# Is cooked quinoa good for rats?



## Kaliloca (Jan 24, 2013)

Is cooked quinoa good for rats? I gave my girl, Blue, a bite of it and now she wants more. I know it's good for humans and you can use it in place of rice, so I'd think it would be good for rats too. 

So, is it??


----------



## Jenzie (Dec 26, 2012)

I bet it's really healthy! I know it's supposed to be healthier for humans than rice and other grains, so I'm sure it's good for rats.

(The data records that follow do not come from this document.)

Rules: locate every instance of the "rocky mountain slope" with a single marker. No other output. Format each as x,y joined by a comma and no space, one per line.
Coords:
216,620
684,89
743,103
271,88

Sent from Petguide.com Free App


----------



## Kaliloca (Jan 24, 2013)

Jenzie said:


> I bet it's really healthy! I know it's supposed to be healthier for humans than rice and other grains, so I'm sure it's good for rats.
> 
> 
> Sent from Petguide.com Free App


AWESOME!!!

Thanks, 

I'm going to give each of them a tablespoon full. I love when I can share my favorite foods with my ratties.


----------



## trematode (Sep 8, 2012)

My rats get quinoa all of the time.


----------



## Kaliloca (Jan 24, 2013)

trematode said:


> My rats get quinoa all of the time.


COOL!! 

How much do you give them? I only gave mine a tablespoon each. They wanted more, but I figure I can give them more tomorrow.


----------



## cagedbirdsinging (May 28, 2012)

It's perfectly fine. All things in moderation, though! A tablespoon once a week as a treat is sufficient.


----------



## Kaliloca (Jan 24, 2013)

cagedbirdsinging said:


> It's perfectly fine. All things in moderation, though! A tablespoon once a week as a treat is sufficient.


Thanks, 

I think they can handle once a week.


----------